De elfde conferentie met werd in 1994 gehouden in Nashville, Tennessee. Tijdens deze conferentie is een verandering van het proces van diagnosebeoordeling aangenomen. De verandering betreft onder meer de beoordeling van nieuwe (of verfijnde) diagnoses in verscheidene stadia van ontwikkeling (die voldoen aan andere criteria) en de bevordering van de verdere ontwikkeling hiervan. Een tweede vooruitgang tijdens deze conferentie was de start van een proces ter beoordeling en verfijning van reeds in de classificatie opgenomen diagnoses. Kleine groepjes, bestaande uit ter zake deskundige deelnemers, bespraken geselecteerde diagnoses aan de hand van onderzoek, literatuuronderzoek, en veranderingen in de praktijk met betrekking tot deze diagnoses. Op basis van hun besprekingen zijn een aantal aanbevelingen geformuleerd.

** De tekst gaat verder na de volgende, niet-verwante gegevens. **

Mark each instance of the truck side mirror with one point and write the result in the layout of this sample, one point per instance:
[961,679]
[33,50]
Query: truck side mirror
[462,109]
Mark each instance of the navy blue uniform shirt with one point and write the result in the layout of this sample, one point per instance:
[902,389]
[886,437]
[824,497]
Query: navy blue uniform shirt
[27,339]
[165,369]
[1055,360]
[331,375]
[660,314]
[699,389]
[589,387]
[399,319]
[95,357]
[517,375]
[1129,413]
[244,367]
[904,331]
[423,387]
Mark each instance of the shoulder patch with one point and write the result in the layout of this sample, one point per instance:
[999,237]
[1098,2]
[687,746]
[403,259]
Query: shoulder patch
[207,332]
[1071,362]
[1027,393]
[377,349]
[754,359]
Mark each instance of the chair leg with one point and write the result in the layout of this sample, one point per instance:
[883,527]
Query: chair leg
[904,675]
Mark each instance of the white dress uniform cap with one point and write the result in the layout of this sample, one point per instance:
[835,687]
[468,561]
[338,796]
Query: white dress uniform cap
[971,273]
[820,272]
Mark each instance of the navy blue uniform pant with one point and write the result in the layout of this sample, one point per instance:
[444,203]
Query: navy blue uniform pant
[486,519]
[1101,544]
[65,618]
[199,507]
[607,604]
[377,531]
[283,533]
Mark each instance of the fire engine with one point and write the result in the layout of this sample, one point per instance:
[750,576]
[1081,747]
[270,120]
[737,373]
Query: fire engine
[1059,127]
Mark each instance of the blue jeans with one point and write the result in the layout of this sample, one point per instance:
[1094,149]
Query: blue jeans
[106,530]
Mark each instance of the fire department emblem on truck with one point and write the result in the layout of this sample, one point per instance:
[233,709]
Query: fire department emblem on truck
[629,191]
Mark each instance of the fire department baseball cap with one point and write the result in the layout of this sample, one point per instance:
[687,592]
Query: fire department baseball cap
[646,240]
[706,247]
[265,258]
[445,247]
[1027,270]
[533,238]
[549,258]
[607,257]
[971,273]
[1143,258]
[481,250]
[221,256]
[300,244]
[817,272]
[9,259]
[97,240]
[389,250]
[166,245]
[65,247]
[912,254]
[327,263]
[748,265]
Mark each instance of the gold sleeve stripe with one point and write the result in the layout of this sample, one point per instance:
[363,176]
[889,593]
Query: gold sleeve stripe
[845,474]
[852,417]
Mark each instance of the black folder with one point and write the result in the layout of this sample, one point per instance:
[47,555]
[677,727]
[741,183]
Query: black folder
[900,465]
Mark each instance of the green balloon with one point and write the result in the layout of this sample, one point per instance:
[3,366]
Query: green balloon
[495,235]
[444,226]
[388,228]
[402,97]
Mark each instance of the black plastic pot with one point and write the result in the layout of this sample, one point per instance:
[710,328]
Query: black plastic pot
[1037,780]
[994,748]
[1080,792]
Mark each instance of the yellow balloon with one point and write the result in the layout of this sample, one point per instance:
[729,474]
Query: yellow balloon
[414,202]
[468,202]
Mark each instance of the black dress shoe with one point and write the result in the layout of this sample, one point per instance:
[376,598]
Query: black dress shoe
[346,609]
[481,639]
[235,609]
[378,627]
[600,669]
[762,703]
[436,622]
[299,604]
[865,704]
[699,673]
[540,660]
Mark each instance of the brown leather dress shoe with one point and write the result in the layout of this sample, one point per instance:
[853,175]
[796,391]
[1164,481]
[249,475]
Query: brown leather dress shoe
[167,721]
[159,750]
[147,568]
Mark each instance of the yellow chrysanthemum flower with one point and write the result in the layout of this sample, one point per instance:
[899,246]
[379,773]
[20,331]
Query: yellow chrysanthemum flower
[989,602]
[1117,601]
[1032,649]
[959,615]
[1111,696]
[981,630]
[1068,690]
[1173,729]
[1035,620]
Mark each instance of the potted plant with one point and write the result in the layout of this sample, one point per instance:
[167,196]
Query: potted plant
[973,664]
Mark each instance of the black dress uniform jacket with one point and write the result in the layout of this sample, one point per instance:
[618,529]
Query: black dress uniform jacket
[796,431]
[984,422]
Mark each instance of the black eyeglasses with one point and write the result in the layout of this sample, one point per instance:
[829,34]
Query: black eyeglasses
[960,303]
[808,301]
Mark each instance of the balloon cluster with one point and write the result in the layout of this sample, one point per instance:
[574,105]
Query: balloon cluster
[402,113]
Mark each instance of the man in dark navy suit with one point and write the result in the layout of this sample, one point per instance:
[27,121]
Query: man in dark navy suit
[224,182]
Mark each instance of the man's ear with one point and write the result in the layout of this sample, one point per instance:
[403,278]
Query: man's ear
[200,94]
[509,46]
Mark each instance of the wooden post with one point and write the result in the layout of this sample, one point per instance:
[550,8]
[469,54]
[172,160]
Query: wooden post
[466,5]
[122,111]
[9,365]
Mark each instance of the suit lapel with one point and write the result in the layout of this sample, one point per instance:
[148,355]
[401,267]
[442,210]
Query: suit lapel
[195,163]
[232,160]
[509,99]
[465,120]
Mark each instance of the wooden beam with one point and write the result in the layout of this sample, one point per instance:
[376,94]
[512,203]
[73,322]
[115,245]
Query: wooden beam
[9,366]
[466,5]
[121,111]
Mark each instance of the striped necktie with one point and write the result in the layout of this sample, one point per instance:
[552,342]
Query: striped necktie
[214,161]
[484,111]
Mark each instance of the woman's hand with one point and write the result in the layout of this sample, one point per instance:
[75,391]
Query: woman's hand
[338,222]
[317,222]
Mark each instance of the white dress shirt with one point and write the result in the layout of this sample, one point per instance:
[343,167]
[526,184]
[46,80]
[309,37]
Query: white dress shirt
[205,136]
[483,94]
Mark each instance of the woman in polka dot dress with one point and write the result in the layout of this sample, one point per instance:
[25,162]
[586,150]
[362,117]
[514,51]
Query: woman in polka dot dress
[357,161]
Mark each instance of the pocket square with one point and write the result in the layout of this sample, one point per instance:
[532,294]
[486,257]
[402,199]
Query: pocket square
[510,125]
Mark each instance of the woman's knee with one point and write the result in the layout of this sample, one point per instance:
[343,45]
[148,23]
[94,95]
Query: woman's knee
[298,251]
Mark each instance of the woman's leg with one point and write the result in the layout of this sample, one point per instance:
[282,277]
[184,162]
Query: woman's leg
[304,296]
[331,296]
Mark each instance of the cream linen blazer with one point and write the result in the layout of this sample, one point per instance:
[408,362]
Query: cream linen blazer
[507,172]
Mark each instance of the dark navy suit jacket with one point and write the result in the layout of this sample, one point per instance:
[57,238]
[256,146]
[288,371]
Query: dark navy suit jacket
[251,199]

Ook hun werk wordt elders in dit boekje aangehaald. Voordrachten tijdens deze conferentie weerspiegelen de voortgaande samenwerking van de North American Nursing Diagnosis Association en de American Nurses’ Association en de International Council of Nurses bij de ontwikkeling van een Internationale Classificatie van de Verpleegkundige Praktijk (International Classification of Nursing Practice).